Öffentliche Sicherheit – Der kommunale Vollzugsdienst

Die öffentliche Sicherheit ist gerade in Worms ein wichtiges Anliegen. Wormser Bürgerinnen und Bürger meiden inzwischen bestimmte Gegenden in Worms, vor allem in den Abend- und Nachtstunden.

Für die öffentliche Sicherheit ist zunächst der kommunale Vollzugsdienst zuständig. Dienstherrin ist die Kommune, die über zentrale Fragen in diesem Bereich entscheidet. In letzter Zeit konnte man der Tagespresse entnehmen, dass hier erhebliche Defizite bestehen. Zum einen fehlt es an geeigneten Bewerbern. Obwohl die Voraussetzungen für die Einstellung in einem (für uns zu kurzem) 10-wöchigen Kurs erworben werden können, hat die Kommune Schwierigkeiten geeignetes Personal zu finden. Die anspruchsvolle Arbeit erscheint mit ihrer oberflächlichen Ausbildung und schlechten Bezahlung wenig attraktiv. Dazu kommt die katastrophale personelle Unterbesetzung. Die Mitarbeiter des kommunalen Vollzugsdienstes müssen neben ihrer anspruchsvollen Arbeit die personelle Unterbesetzung ausgleichen.

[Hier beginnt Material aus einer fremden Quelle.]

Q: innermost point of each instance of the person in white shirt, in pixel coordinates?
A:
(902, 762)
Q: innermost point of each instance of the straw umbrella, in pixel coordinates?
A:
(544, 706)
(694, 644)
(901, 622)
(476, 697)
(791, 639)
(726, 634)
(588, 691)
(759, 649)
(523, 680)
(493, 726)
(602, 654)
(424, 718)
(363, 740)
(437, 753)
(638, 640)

Zum anderen wird die Arbeit der Ordnungsbehörden falsch gewichtet. Zwar ist die Überwachung des ruhenden Verkehrs eine wichtige Aufgabe; sie kann jedoch nicht zum Nachteil der öffentlichen Sicherheit und Ordnung geopfert werden. Gerade am Wochenende und in den späten Abend- und Nachtstunden muss der kommunale Vollzugsdienst Präsenz zeigen und für die öffentliche Sicherheit und Ordnung sorgen. Hierzu fordern wir, dass der kommunale Vollzugsdienst zur Durchsetzung ihrer Aufgaben und zur eigenen Sicherheit mit Diensthunden ausgestattet werden.

Darüber hinaus muss der kommunale Vollzugsdienst die Sauberkeit in den viel frequentierten Straßen und an den zentralen Plätzen in Worms überwachen und Maßnahmen einleiten. Mit der fehlenden Sauberkeit und Ordnung beginnt die Verwahrlosung.

Wir fordern:

– Bessere Ausbildung der Mitarbeiter deskommunalen Vollzugsdienstes.
– Mehr Stellen für den kommunalen Vollzugsdienst.
– Konzentration auf die öffentliche Sicherheit und Ordnung.
– Mehr Präsenz an Wochenende und in den späten Abendstunden.
– Ausstattung des kommunalen Vollzugsdienstes mit Diensthunden.
– Sauberkeit der Stadt darf nicht vernachlässigt werden.